The victors were led by City Council incumbent Vernon, the council's mayor pro tem, who easily brushed aside a 19-year-old Kirkwood Community College student to win a second four-year term.
Vernon won 64 percent (2,958 votes) of the District 2 vote and Taylor Nelson, 27.7 percent (1,279), with perennial candidate Paul T. Larson getting 7.4 percent (341).
Poe, who was the Rebuild Iowa Office's liaison to Cedar Rapids for nearly three years after the city's June 2008 flood, won easily as well, getting 55.6 percent (9,424) of the vote, while opponents Carl Cortez won 22.6 percent (3,665) and Justin Wasson, 22.4 percent (3,635).
The most dramatic of the victories was in west-side District 4, where Olson won 50.37 percent of the vote, barely winning the necessary majority to avoid a Dec. 6 runoff election.
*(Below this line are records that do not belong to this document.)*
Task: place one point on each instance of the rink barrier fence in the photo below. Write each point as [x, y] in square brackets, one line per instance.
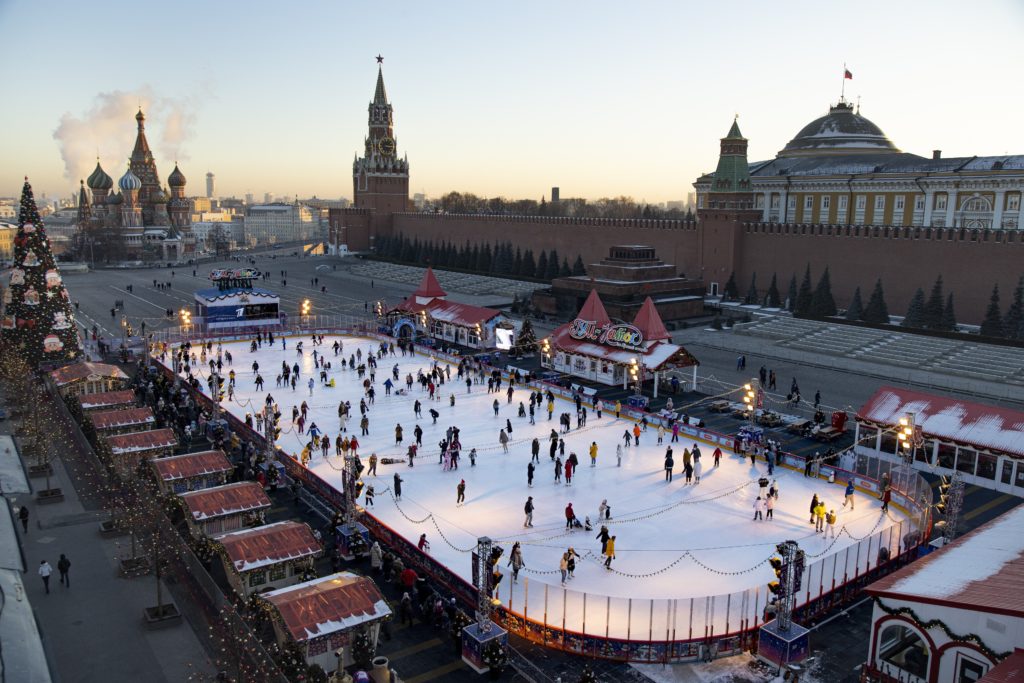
[687, 629]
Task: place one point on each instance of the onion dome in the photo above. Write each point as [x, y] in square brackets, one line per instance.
[841, 131]
[129, 181]
[176, 178]
[99, 179]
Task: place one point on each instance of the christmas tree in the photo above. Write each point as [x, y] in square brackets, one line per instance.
[38, 322]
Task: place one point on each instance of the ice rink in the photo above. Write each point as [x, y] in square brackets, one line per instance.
[673, 541]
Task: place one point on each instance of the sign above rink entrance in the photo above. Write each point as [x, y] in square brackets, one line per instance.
[622, 335]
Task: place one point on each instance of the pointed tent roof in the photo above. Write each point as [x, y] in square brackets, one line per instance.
[593, 309]
[429, 287]
[380, 95]
[734, 133]
[649, 323]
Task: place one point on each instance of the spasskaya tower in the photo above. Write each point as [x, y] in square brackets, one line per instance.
[380, 177]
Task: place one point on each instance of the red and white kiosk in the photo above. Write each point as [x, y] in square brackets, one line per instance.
[594, 348]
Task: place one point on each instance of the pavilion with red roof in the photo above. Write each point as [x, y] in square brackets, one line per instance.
[426, 312]
[595, 348]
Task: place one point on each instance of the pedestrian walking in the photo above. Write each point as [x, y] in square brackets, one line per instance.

His vote total of 1,793 appeared to be 13 votes more than needed to avoid the runoff.
His opponents were Cloyd Robinson, 20 percent (700 votes); Steven Rhodes, 19 percent (671); and Jean Leaf, 10 percent (359).
“Wow,” said an overjoyed Olson, who narrowly lost the race for Cedar Rapids mayor in 2005. “That's cutting it pretty close.”
“I'm thrilled at my age and with my years in this great city to represent District 4 and the citizens of Cedar Rapids the next four years,” Olson, 65, said. “I've worked hard, I've had a great campaign committee and I had great endorsements from labor, the Chamber of Commerce and The Gazette.”
Vernon, 54, said her victory showed that residents of District 2 believe that the community has made a lot of progress since the 2008 flood.
“And I'm going to work and finish the job,” Vernon said. “I think voters recognize that I do what it takes and I'll do what's right.”
Vernon said the third victor in the Tuesday election, at-large winner Poe, said it best during the campaign when she said that Cedar Rapids should lock arms as one positive community and build a better city.
“It's really Cedar Rapids rebuilding against the world,” Vernon said.
Poe, 58, said she is delighted and excited about the victory and said she was proud of the way she and her supporters went about the campaign.
“It was a positive campaign, it was about issues and about moving our community forward,” Poe said. “I really believe that the people of Cedar Rapids really want us to continue the work of recovery. … I'm just so proud of Cedar Rapids, and I'm speechless.”
Vernon and Olson mentioned the hard edges of a campaign that at the end featured robo-calls to constituents that they said were negative and not truthful.
“I think we want a climate where we do check our facts and do tell the truth,” Vernon said.
Olson said his campaign remained positive throughout “because that's what I think we need,” he said. “We need to look at the negatives, but we can't let the negatives take over our lives.”